この秋から東京競馬場スタンド4Fで営業を開始した『築地銀だこハイボール酒場』は、今日もなかなかの盛況ぶり。以前この場所で営業していた『むぎんぼう(夢吟坊)』贔屓だった私としては心中複雑だが、たしかに銀だこのたこ焼きは美味しいですからね。こればかりは仕方ない。

Gindako 

その『夢吟坊』の三宿本店には、珍しい「たこ天うどん」がメニューに掲載されている。いつもはゴボウたっぷりのかき揚げうどんを頼むのだが、タコ繋がりに縁を感じて先日初めてオーダーしてみた。

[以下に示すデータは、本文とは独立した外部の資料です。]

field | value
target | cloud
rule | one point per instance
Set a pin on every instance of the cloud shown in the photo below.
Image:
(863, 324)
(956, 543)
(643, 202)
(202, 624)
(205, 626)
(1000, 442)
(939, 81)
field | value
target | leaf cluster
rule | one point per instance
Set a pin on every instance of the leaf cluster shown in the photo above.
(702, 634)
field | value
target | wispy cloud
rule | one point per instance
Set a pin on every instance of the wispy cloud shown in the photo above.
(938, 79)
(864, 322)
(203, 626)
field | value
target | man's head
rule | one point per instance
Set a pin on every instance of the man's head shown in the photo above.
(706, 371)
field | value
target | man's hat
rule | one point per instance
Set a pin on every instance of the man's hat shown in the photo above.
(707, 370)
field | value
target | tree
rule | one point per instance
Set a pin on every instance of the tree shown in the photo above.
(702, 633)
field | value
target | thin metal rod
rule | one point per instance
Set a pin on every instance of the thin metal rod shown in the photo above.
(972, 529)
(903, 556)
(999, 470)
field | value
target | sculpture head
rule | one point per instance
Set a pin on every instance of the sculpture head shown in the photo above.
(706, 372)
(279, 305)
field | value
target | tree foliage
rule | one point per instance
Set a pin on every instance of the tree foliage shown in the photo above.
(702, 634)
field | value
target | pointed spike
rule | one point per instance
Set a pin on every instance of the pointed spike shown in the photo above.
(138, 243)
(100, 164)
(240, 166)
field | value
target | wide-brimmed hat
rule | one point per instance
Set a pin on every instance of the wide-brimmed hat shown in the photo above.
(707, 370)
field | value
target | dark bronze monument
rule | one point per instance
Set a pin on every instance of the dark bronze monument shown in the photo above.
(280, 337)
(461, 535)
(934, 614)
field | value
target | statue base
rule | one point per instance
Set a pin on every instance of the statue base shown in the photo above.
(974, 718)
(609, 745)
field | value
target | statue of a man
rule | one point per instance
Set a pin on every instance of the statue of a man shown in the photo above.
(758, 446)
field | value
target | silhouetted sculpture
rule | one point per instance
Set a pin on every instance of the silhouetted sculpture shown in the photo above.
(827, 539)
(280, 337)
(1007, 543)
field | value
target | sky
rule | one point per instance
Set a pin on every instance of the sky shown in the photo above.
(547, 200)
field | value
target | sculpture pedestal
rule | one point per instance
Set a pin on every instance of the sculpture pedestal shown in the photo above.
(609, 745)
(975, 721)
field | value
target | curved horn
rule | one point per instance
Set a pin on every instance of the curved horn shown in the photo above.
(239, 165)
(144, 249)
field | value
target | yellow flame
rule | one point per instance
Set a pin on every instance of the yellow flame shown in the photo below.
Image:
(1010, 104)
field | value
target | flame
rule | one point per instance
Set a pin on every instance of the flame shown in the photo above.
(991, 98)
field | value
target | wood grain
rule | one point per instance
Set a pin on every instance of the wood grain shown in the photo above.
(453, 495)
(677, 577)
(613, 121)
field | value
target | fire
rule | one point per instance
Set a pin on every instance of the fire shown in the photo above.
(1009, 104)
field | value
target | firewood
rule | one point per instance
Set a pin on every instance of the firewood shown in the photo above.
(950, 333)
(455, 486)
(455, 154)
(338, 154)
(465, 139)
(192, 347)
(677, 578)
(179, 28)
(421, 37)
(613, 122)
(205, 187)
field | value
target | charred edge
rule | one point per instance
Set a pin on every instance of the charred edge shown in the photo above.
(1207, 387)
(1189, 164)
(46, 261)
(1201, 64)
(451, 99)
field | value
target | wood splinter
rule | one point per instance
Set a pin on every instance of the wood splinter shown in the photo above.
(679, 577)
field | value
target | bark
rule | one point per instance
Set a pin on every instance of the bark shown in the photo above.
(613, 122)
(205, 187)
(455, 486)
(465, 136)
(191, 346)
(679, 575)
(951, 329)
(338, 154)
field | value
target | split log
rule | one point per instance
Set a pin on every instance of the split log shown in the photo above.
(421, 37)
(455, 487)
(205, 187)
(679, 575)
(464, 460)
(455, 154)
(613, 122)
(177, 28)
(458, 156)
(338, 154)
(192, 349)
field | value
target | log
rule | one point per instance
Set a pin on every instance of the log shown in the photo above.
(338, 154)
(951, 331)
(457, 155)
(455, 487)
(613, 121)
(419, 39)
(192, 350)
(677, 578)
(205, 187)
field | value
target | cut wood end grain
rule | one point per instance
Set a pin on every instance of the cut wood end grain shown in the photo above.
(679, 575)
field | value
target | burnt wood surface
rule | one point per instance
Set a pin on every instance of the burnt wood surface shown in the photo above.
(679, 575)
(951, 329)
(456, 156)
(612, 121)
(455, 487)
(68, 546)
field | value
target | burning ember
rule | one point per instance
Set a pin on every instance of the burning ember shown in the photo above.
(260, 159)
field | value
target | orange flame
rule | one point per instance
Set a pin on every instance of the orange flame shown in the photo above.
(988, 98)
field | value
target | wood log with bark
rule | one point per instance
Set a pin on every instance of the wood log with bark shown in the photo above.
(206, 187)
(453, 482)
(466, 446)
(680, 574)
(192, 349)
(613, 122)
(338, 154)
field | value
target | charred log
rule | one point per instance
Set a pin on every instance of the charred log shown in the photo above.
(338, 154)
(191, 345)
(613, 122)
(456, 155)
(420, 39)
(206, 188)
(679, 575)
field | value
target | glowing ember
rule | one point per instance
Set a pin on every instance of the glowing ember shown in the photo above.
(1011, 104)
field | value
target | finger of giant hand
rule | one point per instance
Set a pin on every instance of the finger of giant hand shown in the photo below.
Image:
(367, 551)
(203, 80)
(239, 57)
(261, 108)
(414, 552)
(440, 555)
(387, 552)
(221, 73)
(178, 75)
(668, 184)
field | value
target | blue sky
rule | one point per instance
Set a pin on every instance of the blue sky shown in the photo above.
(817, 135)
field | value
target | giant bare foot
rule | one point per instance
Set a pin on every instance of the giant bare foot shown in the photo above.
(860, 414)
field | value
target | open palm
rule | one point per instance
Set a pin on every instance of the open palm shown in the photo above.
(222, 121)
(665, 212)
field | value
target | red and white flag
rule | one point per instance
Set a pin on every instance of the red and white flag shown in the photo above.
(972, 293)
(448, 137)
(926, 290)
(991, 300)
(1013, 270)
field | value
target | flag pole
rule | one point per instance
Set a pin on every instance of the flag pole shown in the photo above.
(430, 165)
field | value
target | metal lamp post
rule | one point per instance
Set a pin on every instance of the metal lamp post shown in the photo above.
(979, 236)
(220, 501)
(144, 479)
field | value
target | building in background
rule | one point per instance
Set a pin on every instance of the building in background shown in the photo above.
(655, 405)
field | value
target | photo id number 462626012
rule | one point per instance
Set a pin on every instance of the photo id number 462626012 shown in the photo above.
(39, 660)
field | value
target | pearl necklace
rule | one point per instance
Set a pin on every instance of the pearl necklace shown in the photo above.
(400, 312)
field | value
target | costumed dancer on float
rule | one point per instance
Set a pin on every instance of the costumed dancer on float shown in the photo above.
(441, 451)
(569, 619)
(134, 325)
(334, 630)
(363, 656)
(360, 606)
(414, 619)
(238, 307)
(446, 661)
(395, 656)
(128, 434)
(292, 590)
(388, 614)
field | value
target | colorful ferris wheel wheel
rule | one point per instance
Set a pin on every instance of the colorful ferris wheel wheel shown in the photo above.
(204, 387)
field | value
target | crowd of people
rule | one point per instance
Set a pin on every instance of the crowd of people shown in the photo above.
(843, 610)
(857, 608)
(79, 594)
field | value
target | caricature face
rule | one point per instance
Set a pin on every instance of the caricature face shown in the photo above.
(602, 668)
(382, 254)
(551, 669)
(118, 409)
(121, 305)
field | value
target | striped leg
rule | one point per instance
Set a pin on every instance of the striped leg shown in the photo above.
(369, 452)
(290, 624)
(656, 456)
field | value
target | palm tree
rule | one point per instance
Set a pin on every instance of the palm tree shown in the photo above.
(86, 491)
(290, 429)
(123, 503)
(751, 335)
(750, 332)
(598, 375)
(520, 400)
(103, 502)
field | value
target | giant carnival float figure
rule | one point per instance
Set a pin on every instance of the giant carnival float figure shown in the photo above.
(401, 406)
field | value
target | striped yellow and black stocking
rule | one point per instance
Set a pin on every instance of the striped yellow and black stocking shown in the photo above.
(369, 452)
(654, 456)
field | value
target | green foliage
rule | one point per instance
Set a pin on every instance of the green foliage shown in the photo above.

欧米人はタコのことを「デビル・フィッシュ(悪魔の魚)」と呼んで忌み嫌い、イタリア、ギリシア、スペインなど地中海沿岸のごく一部を除いて、決してタコを食べようとはしない。それに比べて日本人の“タコ愛”は筋金入りだ。なにせ石器時代の遺跡からタコツボが発見されたほど。煮ても焼いても、もちろん揚げても美味しい。

たこ天うどんが運ばれてきた。

Udon1 

温かいうどんと、5ミリほどに削ぎ切りされたタコの身を揚げた天ぷらが別皿に添えられている。堅過ぎず、かといって歯応えを失ったわけでもなく、官能的とも言える絶妙な柔らかさを残したタコは噛むほどに甘い。この店独特の昆布ダシをたっぷり吸った衣との組み合わせも抜群。もうこれだけで良い。なのに、そこにふんわりとした喉越しのうどんまでついてくるではないか。これに匹敵する愉悦を探せと言われても、なかなか思い浮かぶものではない。―――なんて、多少大袈裟だけど、まあ美味いことには間違いない。

Udon2 

蛸薬師、蛸地蔵などがある関西では、タコは信仰の対象にもなってきた。もちろん以前にも書いたように、「多幸」に繋がる縁起物でもある。それなら競馬場のたこ焼きが人気を集めるのも当然か。ここぞというところで無意識にタコにすがるのは、日本人のDNAに刻まれた“タコ愛”の為せる業であろう。

Takomeshi 

門別の『いずみ食堂』では、名物のそばに加えてご覧の「たこ飯」も大人気。かつては門別競馬場の限定メニューだったが、最近では本店の方でないと食べられないらしい。使われているのは地元産の水だこ。大きなものは3mにもなるらしいが、かといって大味ということはなく、むしろ味は繊細だ。私も本店を訪れると、そばと一緒についついオーダーしてしまう。こうしてまた少しずつ太っていくのである。